COSENZA Quando si entra in platea lei è già lì. Nuda, nella penombra delle luci del proscenio, siede di spalle su di un grande sgabello di legno che, per le sue dimensioni, ricorda quello che …

Pubblicato il: 26/01/2015 – 11:49
Il "disgusto" è di scena a Cosenza

COSENZA Quando si entra in platea lei è già lì. Nuda, nella penombra delle luci del proscenio, siede di spalle su di un grande sgabello di legno che, per le sue dimensioni, ricorda quello che si usa al circo. Aspetta che l’ultimo spettatore prenda posto. Nel frattempo, canticchia fra i denti una canzone che risulta familiare all’orecchio di chi riesce a sentirla: “Fratelli d’Italia” “colonna sonora”dello spettacolo e trama dello stesso. Il regista ha voluto fare una dedica ai 150 anni dell’unità d’Italia. Silvia Gallerano entra così ne “La merda” di Cristian Ceresoli, spettacolo andato in scena ieri sera al “Teatro dell’Acquario di Cosenza.

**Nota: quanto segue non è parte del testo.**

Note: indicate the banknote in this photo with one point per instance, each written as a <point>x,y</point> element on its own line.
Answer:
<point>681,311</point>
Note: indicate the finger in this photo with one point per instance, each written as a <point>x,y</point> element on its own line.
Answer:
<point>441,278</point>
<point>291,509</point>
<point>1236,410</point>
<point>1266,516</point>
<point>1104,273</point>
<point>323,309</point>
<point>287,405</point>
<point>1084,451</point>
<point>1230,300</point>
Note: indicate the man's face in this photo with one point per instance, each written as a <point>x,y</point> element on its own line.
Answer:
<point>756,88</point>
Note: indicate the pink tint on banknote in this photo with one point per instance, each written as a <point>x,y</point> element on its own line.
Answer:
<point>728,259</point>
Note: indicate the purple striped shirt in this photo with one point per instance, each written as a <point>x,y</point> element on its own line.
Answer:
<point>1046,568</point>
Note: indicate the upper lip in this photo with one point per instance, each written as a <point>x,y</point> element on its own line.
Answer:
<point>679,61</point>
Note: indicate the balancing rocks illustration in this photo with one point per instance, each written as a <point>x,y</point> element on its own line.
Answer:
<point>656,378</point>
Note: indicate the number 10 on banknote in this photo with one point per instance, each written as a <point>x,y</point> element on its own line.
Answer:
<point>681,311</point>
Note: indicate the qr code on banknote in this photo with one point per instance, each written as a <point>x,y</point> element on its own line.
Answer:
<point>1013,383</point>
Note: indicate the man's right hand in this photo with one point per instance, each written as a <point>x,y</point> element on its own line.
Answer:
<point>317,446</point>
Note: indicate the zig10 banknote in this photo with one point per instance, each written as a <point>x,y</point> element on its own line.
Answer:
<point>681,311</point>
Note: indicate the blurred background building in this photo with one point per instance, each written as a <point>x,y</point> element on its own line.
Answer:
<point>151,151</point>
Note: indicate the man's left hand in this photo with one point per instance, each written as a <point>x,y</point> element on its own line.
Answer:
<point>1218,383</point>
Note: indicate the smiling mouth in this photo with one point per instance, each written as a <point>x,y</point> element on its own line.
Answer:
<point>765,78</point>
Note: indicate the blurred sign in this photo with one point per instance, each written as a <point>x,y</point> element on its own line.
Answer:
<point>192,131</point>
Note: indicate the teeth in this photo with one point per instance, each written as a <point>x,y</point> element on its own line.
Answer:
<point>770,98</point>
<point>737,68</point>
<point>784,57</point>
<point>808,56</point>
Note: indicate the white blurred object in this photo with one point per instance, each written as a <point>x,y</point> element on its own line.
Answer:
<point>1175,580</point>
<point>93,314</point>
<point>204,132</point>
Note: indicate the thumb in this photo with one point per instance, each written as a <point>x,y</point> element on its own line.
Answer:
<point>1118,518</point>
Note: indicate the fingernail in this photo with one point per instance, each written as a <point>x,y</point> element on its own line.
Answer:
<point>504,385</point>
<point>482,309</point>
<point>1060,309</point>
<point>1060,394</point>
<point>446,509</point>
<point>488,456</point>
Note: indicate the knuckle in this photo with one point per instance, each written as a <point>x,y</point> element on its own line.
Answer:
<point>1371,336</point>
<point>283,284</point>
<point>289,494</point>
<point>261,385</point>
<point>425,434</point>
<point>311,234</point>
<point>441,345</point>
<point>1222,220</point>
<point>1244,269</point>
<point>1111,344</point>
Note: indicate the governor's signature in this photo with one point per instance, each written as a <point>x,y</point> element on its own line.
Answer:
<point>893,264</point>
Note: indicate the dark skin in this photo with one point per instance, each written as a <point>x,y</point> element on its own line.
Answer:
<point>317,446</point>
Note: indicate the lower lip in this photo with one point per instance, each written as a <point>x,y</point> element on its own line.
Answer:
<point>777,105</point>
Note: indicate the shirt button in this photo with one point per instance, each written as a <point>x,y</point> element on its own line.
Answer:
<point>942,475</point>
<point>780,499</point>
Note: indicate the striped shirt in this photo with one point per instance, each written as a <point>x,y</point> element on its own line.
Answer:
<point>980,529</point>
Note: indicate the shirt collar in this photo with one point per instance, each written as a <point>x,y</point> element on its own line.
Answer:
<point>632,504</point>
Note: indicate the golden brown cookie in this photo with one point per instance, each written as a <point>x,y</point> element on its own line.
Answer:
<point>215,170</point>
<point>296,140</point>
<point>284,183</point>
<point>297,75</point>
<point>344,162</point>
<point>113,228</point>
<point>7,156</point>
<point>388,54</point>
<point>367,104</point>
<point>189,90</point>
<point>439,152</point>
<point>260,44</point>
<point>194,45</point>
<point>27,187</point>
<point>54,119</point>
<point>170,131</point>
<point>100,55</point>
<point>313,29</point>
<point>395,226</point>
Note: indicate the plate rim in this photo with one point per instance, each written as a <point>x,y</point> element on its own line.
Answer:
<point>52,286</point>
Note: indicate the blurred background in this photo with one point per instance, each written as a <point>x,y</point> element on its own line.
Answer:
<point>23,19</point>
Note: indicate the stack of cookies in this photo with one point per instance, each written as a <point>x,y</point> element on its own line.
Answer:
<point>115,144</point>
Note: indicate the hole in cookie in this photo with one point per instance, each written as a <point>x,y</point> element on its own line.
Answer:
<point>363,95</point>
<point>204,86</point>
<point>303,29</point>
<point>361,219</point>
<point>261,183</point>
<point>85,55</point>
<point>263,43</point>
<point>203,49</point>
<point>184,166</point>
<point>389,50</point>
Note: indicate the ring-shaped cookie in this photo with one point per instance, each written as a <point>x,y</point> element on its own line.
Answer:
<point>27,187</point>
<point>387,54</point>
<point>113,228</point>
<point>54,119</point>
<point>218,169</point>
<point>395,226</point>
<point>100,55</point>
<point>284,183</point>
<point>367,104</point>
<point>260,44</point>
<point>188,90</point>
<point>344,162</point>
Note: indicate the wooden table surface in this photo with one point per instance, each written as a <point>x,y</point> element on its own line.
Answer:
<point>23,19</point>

“La merda – decalogo di un disgusto” è una tragedia in tre tempi: Le Cosce, Il Cazzo, La Fama e un controtempo: L’Italia. Sul palco è nuda, vestita della sola voce che non è la sua, ma la modula, come fosse una ragazzina di tredici anni, con mugugni, tremolii e lamenti. Sembra sempre sul punto di piangere, perché quella stessa voce dimostra l’insicurezza di chi è cresciuta col trauma di un padre morto suicida sotto i binari di un treno e di chi cerca, con tenacia, di farsi spazio nel mondo dello spettacolo come attrice. Tutto pare da lì: un provino per uno spot televisivo. La vita di una ragazza come tante altre, che rivive la sua crescita a partire dai primi ricordi col padre, che la portava all’acquario e le faceva «cantare l’inno la domenica al posto di andare a Messa» reciterà dallo sgabello. Lo spettacolo è diviso in quattro scene, scandite dal buoi del palco.
Racconta la sua storia, le audizioni, l’ipotetico successo che da ciò ne consegue e, infine, l’“Unità d’italia”. Col microfono in mano, questa piccola e forte performer, inchioda lo spettatore alla propria poltrona colpendolo alla pancia mentre diventa se stessa e tutti gli altri: il padre idealista e amante dei «piccoli fondatori con la camicia rossa», la madre che le ricorda «C’hai un problema nella testa», la dottoressa che le mette gli elettrodi nelle cosce per tentare di snellirle, l’assistente del regista, il regista, il bambino handicappato che da adolescente le ha fatto avere le sue prime esperienze sessuali e poi, le altre “voci”, quelle della sua mente che, paranoica, immagina derisione per quel corpo piccolo, con le gambe troppo grosse per sfondare nell mondo dello show business.
Silvia Gallarano e Cristian Ceresoli uniscono le tante voci all’autoironia, ai traumi generazionali, ai rapporti con gli uomini che in lei vedono solo una donna la cui misericordia è confusa con la disponibilità, le crisi dei valori, i traumi vissuti da adolescente e la voglia di riscatto, di riuscire, di trovare spazio in quella stessa società che di lei ha fatto una vittima di bulimia, anoressia, scherno e oggetto, perché in una realtà fallocentrica la “sottomissione” apre più porte della meritocrazia. Alza la voce contro tutta la merda che la collettività le propina. L’unica soluzione è ripulirsi grazie agli escrementi che purificano il corpo umano. La merda è metafora del volersi affrancare; è tutto ciò da cui ci si dovrebbe ripulire o meglio, di cui non si vorrebbe l’assunzione. La denuncia che Gallarano e Ceresoli fanno è quel genocidio culturale di cui parlava Pasolini, visione senza tempo della sociatà dei consumi alla quale si era (e si è) fin troppo abituati.